It was not a merry Christmas in India, and it is unlikely to be a very happy New Year either, as the restrictions on withdrawal of cash from banks and ATMs are likely to continue beyond the promised 30 December, with currency printing presses and the Reserve Bank of India still unable to meet the demand for new currency notes.
As the 50-day deadline given by Prime Minister Narendra Modi himself for the completion of the demonetisation process draws near, there is a growing consensus among bankers that the restrictions on withdrawals would have to continue in the New Year to maintain the orderly functioning of banks.
The RBI has infused just Rs5.92 lakh crore in the banking system between 9 November and 19 December against Rs 15.4 lakh crore of scrapped notes.
Banks at many places are not in a position to disburse even the current limit of Rs24,000 per week due to the cash crunch and are rationing currency depending on cash availability.
If the limit is ended for individuals and businesses from 2 January, it is unlikely that banks would be able to disburse the higher demand for valid currency given the current cash position.
"Most of us think that the withdrawal limit would not be completely withdrawn. It is a possibility that it could be relaxed if the cash situation improves," a senior public sector bank official told Business Standard.
With banks struggling to meet the demand of individual customers, it would be impossible to service businesses big and small requiring cash in large quantities, the official said, and the only way would be to relax the limit gradually.
Recently, State Bank of India chairperson Arundhati Bhattacharya had also indicated that restrictions on withdrawals cannot be lifted entirely unless more cash is made available to banks.
Since the demonetisation of Rs500 and Rs1,000 notes, the government has fixed a limit of Rs24,000 per week on withdrawals from bank accounts and Rs2,500 per day from ATMs in view of the currency crunch.
The government and RBI have not specified when the restrictions will be withdrawn. Finance secretary Ashok Lavasa had said the withdrawal cap would be will be reviewed after 30 December.
Even bank unions are of the opinion that the restrictions cannot be done away with in one go.
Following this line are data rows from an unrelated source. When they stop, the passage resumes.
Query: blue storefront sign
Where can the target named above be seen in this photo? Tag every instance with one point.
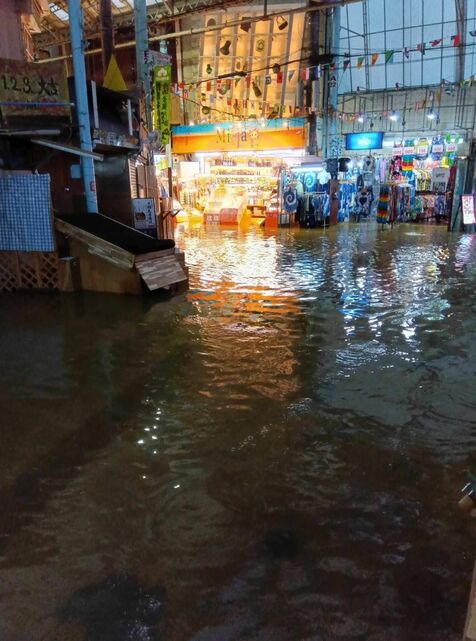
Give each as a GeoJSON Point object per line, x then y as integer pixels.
{"type": "Point", "coordinates": [364, 140]}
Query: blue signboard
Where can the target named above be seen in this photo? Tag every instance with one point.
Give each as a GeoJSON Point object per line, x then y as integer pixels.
{"type": "Point", "coordinates": [364, 140]}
In all likelihood the restrictions on withdrawal would continue for some more time, said All India Bank Officers' Confederation (AIBOC) general secretary Harvinder Singh.
The situation of currency supply is known to everyone and it would be difficult to lift the limit from 2 January, Singh told Business Standard, adding that small businesses are waiting for the cap to go so that they can withdraw as per their requirement.
According to RBI, banks had got deposits of Rs12.4 lakh crore defunct notes by 10 December.